See low-flying planes? Gypsy moth spraying taking place around Columbus, Ohio

COLUMBUS (WCMH) — Low flying, loudly buzzing planes were spotted all over Franklin County this morning. The Ohio Department of Agriculture was trying to limit growth of an invasive insect harming Ohio trees.

Ohio Department of Agriculture’s Division of Plant Health Assistant Chief Dan Kenny says, “They feed to the point where you can hear them feeding and there is leaf debris. It can really affect your ability to enjoy your backyard or county parks.”

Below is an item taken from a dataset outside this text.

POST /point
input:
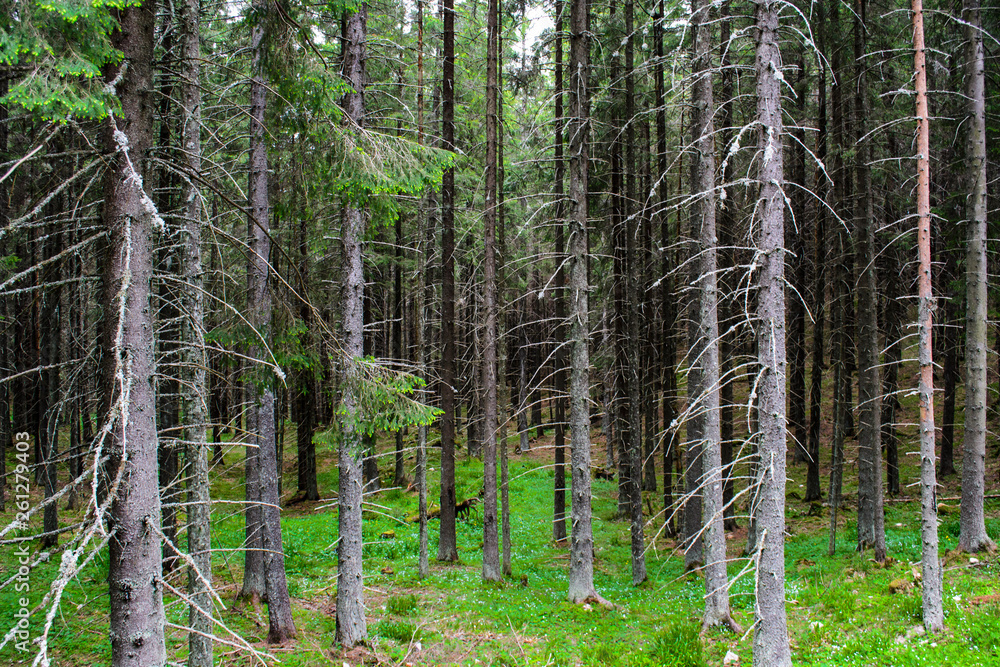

He’s talking about the gypsy moth. Ohio has been working to lower the gypsy moth population since the 1990s. The Ohio Department of Agriculture’s work will help homeowners and tree lovers next summer.

Kenny explains, “Males go in search of the females by way of a pheromone. We saturate the area with the pheromone so the males cannot find the females. They don’t mate and the population is reduced that way.”  The powdery blue compound sprinkled by planes is called “Disrupt 2.”

A team of pilots has covered thousands of acres during the last four days. Those planes buzzed over Columbus Tuesday morning.  The plane will wrap up work in Delaware, Marion, Crawford, and Wyandotte Counties on Wednesday.

The planes will fly low and make loud buzzing sounds. They will also make hard turns to stay on course.  Kenny adds, “I describe it as like you are mowing your lawn, going back and forth. When you get to the end you make a turn, a sharp turn, on the end so we can keep moving.”

Gypsy moth infestations are serious and the Department of agriculture welcomes your help. Kenny says, “If folks notice any damage on their trees, or any signs on their trees of gypsy moth, we would welcome the call in because that is how we find out about heavy infestations.